Gentoo Websites Logo
Go to: Gentoo Home Documentation Forums Lists Bugs Planet Store Wiki Get Gentoo!
Bug 397771 - =sys-process/procps-3.2.8_p11 - top leaks memory
Summary: =sys-process/procps-3.2.8_p11 - top leaks memory
Status: RESOLVED FIXED
Alias: None
Product: Gentoo Linux
Classification: Unclassified
Component: [OLD] Core system (show other bugs)
Hardware: All Linux
: Normal normal (vote)
Assignee: Gentoo's Team for Core System packages
URL:
Whiteboard:
Keywords:
Depends on:
Blocks:
 
Reported: 2012-01-05 16:23 UTC by Jeroen Roovers (RETIRED)
Modified: 2014-01-16 13:29 UTC (History)
0 users

See Also:
Package list:
Runtime testing required: ---


Attachments
valgrind log (top.valgrind.log,7.93 KB, text/plain)
2012-01-10 14:45 UTC, Jeroen Roovers (RETIRED)
Details
valgrind log with debug CFLAGS for procps (top.valgrind-debug.log,10.50 KB, text/plain)
2012-01-10 19:11 UTC, Jeroen Roovers (RETIRED)
Details
top.valgrind-debug-2.log (top.valgrind-debug-2.log,12.23 KB, text/plain)
2012-01-13 17:52 UTC, Jeroen Roovers (RETIRED)
Details
.toprc from the worst affected system (bastiaan.toprc,617 bytes, text/plain)
2012-01-14 15:53 UTC, Jeroen Roovers (RETIRED)
Details
with my .toprc, patched as in comment #17, running for ~11 hours (top.valgrind-debug-3.log,6.61 KB, text/plain)
2012-01-17 15:49 UTC, Jeroen Roovers (RETIRED)
Details

Note You need to log in before you can comment on or make changes to this bug.
Description Jeroen Roovers (RETIRED) gentoo-dev 2012-01-05 16:23:46 UTC
It certainly didn't do this before _p11. Confirmed on multiple systems (three architectures, different kernels, most are on stable profiles).

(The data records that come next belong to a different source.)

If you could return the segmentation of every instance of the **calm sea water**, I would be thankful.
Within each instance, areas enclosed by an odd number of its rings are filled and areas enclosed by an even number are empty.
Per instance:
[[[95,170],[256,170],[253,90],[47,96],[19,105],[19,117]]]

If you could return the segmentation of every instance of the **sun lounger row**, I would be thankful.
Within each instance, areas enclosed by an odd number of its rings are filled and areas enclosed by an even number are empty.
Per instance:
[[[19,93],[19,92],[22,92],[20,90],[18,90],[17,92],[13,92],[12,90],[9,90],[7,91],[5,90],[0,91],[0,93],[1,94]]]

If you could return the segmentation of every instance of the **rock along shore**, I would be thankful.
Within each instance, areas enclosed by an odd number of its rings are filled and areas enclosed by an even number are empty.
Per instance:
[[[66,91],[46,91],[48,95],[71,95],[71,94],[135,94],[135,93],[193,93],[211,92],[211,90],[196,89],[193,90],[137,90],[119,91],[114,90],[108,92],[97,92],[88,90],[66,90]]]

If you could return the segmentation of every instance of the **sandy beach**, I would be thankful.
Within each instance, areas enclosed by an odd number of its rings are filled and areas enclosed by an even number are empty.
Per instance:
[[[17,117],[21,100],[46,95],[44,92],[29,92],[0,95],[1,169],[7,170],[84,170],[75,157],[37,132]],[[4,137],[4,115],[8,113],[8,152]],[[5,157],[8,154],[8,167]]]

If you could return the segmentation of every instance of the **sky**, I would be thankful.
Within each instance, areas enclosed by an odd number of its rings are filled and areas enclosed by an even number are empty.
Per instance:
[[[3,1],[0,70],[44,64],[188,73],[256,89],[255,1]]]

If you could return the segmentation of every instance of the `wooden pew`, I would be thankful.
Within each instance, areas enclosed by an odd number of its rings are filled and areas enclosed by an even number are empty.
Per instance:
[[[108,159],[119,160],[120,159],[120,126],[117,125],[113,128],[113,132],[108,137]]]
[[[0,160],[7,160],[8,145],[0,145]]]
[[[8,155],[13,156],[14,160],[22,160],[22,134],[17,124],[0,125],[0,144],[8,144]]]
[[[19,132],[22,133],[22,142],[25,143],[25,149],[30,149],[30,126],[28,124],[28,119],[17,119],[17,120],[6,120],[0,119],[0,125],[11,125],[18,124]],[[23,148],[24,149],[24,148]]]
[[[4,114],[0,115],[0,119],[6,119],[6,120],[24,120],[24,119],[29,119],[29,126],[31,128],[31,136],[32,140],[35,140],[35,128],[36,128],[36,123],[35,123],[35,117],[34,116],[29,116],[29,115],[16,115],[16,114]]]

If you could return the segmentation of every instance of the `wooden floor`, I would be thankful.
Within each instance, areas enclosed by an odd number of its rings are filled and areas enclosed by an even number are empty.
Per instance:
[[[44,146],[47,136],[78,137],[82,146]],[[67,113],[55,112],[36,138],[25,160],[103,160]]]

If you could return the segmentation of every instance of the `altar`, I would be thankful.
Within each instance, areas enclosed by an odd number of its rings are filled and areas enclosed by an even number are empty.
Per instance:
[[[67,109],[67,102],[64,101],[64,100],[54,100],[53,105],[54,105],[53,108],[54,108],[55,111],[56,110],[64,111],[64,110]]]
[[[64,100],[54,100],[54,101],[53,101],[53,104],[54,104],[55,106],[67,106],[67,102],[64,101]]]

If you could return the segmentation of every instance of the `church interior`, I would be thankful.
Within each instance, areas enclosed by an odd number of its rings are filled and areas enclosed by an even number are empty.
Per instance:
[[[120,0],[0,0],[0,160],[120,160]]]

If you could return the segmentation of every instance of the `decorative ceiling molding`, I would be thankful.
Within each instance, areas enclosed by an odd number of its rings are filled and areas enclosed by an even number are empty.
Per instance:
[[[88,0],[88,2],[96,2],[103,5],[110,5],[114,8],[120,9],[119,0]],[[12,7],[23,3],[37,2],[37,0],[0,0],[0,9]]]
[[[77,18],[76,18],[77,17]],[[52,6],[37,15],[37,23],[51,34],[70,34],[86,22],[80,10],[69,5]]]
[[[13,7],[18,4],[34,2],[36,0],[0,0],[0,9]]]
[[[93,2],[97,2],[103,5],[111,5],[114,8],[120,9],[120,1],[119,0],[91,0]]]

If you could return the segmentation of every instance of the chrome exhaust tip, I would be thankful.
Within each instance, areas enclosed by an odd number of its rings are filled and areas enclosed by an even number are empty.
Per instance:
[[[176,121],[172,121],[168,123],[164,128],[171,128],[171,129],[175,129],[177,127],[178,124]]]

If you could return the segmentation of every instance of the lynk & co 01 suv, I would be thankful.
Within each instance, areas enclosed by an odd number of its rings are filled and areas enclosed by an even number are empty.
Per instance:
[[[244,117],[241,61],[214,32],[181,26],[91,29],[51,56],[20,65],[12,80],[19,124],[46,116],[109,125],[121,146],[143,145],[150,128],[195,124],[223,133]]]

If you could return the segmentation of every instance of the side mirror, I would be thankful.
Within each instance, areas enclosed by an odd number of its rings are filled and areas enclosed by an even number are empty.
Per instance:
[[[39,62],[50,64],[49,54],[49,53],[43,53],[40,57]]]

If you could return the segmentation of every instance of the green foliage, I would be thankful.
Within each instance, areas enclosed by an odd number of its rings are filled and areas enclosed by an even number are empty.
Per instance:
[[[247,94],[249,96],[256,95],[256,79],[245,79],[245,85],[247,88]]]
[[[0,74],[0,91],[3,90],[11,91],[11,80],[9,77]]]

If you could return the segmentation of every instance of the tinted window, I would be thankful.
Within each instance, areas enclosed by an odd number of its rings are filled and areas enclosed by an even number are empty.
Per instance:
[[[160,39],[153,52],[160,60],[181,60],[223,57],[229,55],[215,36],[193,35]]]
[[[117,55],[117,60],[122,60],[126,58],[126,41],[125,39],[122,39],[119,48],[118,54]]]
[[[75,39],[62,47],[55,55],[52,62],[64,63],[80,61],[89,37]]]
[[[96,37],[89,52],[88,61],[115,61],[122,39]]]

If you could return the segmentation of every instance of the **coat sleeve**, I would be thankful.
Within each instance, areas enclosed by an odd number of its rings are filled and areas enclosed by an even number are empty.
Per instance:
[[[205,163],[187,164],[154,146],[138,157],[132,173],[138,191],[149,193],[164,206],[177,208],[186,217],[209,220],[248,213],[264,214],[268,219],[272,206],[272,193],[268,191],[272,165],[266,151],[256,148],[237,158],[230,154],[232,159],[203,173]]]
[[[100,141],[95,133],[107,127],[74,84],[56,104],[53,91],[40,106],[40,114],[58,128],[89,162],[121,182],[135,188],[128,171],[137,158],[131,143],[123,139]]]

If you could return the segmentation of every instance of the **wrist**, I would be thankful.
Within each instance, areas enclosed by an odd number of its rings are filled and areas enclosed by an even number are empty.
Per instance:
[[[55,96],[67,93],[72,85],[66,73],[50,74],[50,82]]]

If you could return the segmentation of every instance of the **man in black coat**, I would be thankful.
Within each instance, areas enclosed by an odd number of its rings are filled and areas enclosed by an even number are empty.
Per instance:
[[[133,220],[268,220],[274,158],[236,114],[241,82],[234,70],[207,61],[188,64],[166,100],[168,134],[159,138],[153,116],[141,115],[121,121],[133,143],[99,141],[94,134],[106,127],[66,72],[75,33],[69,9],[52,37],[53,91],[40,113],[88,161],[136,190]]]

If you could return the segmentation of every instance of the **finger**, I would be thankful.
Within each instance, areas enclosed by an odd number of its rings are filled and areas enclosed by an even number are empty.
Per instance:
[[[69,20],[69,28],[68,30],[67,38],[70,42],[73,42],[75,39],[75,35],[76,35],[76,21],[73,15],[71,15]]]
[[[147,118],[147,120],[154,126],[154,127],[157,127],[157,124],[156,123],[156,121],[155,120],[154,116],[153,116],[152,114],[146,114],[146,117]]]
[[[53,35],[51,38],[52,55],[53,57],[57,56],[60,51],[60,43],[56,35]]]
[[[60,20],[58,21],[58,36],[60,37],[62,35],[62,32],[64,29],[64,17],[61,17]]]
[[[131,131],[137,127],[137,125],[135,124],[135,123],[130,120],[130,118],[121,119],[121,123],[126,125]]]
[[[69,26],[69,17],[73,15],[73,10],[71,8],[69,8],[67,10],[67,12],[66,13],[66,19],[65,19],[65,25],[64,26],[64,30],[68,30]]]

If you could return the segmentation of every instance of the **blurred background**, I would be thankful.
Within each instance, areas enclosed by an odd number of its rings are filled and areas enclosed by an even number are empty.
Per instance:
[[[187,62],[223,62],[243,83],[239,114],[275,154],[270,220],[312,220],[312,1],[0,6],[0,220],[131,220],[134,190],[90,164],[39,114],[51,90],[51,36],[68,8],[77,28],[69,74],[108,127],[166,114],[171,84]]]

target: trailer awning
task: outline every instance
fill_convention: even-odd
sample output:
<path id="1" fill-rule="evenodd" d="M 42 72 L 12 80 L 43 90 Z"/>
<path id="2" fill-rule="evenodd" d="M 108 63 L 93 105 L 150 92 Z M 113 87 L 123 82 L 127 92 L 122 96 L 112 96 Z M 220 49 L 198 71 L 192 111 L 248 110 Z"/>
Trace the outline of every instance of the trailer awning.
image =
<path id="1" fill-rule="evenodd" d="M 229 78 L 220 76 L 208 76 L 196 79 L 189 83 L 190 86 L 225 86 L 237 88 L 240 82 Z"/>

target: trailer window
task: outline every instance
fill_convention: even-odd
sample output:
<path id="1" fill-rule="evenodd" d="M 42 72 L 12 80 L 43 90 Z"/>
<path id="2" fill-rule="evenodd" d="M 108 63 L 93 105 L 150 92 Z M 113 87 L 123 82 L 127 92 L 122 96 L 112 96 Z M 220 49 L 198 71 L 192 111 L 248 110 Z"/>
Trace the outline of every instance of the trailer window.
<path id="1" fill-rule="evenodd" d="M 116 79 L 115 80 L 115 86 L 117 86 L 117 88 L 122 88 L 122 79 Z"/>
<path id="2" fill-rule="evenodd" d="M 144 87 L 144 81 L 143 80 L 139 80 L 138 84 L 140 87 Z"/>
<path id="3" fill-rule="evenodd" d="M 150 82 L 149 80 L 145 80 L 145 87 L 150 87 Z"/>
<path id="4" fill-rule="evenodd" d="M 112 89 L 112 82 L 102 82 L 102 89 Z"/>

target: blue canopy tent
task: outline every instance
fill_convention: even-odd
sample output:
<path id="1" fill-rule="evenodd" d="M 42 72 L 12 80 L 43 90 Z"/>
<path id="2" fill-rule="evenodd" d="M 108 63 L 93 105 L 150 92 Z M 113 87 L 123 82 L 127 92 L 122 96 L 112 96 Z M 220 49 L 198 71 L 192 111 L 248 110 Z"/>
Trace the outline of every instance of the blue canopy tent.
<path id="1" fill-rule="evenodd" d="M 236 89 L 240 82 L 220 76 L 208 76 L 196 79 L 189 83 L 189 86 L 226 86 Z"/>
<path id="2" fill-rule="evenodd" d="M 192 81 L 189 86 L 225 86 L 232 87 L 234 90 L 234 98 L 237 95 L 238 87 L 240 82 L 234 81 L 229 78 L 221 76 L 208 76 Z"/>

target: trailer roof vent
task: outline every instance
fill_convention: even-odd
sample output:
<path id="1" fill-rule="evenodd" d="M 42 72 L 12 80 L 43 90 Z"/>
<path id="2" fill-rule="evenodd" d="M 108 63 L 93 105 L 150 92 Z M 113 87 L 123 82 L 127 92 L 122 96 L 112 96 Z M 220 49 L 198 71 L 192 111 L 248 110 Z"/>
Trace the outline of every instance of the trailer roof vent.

The only step to reproduce I can think of is to keep top running all the time. It looks like the memory leak progresses as more processes are run, so perhaps a system that uses up many process IDs (running many cron jobs, for instance) will have top leak more memory. When I recycle a few dozen pids a second, a couple of kilobytes heap on to the memory resident size (RES, as reported by top itself).
Comment 1 SpanKY gentoo-dev 2012-01-06 06:07:04 UTC
can't reproduce here

one terminal:
 $ top

another terminal:
 $ while :; do (:); done

memory usage in top stays static
Comment 2 Jeroen Roovers (RETIRED) gentoo-dev 2012-01-06 18:07:13 UTC
[1986981.196642] Out of memory: Kill process 2588 (top) score 490 or sacrifice child
Comment 3 Jeroen Roovers (RETIRED) gentoo-dev 2012-01-06 18:07:31 UTC
(In reply to comment #1)
> can't reproduce here

So maybe that was not a good recipe.
Comment 4 Jeroen Roovers (RETIRED) gentoo-dev 2012-01-06 18:17:15 UTC
(In reply to comment #2)
> [1986981.196642] Out of memory: Kill process 2588 (top) score 490 or sacrifice
> child

That was on an x86, top was killed after 22 days, apparently.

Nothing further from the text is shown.